Bestbuy leads with the highest review marks, contrasting with Walmart, which has the lowest. However, Walmart stands out with the highest review density, indicating a generally higher sales volume. Given our insight that Walmart usually offers lower prices, it seems customers often opt for more affordably priced products even if it might mean compromising on experience quality.

#### 3.2 Strategic Collaboration Insights:

In [17]:
# Calculate the correlation matrix
corr_matrix = all_df[['Price', 'Review Number', 'Review Mark']].corr()

# Create a heatmap
fig = ff.create_annotated_heatmap(
    z=corr_matrix.values,
    x=corr_matrix.columns.tolist(),
    y=corr_matrix.index.tolist(),
    annotation_text=corr_matrix.round(2).values,
    colorscale='Blues',
    showscale=True,
)

fig.update_layout(
    title='Correlation Matrix',
    xaxis=dict(tickangle=-45),
    template='plotly', 
)

fig.show()

In [18]:
go.Figure(fig).write_html("eda_plots/iDC_plot8.html", auto_open=True)

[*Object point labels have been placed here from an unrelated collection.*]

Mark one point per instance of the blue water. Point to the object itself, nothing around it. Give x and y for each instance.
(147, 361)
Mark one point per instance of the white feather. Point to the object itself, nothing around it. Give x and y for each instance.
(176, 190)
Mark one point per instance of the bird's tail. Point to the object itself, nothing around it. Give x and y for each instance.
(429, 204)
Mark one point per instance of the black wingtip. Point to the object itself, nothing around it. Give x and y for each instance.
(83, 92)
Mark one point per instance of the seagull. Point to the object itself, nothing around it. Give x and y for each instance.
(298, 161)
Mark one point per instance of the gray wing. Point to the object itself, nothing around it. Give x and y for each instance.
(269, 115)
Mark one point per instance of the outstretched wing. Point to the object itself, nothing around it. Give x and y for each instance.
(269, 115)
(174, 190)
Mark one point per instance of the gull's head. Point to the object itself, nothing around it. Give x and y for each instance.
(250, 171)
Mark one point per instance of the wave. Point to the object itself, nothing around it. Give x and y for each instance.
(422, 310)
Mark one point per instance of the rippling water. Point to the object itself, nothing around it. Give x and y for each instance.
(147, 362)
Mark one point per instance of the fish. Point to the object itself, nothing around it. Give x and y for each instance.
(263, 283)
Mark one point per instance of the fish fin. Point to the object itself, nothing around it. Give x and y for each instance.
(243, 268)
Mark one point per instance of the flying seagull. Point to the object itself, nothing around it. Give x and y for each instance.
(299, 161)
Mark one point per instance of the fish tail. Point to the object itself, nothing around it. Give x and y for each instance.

The correlation plot reveals significant relationships among Review Mark, Review Number, and Price. Specifically, Price and Review Number exhibit a negative correlation, suggesting that lower prices can drive higher sales. Similarly, a negative correlation between Price and Review Mark implies that higher prices may often result in lower customer satisfaction.

In [19]:
# Cross-Brand Retailer Analysis
cross_brand_retailer = all_df.groupby(['Retailer', 'Brand']).agg({'Price': 'mean', 'Review Mark': 'mean'}).reset_index()

# Plotting
fig_cross_brand = px.scatter(cross_brand_retailer, x='Price', y='Review Mark', color='Brand', facet_col='Retailer', title='Cross-Brand Retailer Analysis')
fig_cross_brand.show()

In [20]:
go.Figure(fig_cross_brand).write_html("eda_plots/iDC_plot9.html", auto_open=True)

### Conclusions

Through our detailed analysis, several strategic insights have been gleaned to augment iDC TV Inc.'s market stance.

### Strategic Recommendations:

1. Adopt Competitive Pricing:

Implementing competitive pricing can attract a wider consumer base, particularly those sensitive to price, thereby potentially increasing market share.

2. Diversify Product Portfolio:

Enhancing product diversity to cater to various consumer segments can ensure broader market appeal and can help in customer retention through varied offerings.

3. Optimize Market Positioning:

Strategically aligning product offerings and pricing strategies with consumer expectations and preferences can maximize the impact and drive sustained growth.

By strategically aligning with market dynamics and prioritizing consumer-centric approaches, iDC TV Inc. can navigate the competitive landscape effectively and solidify its market presence.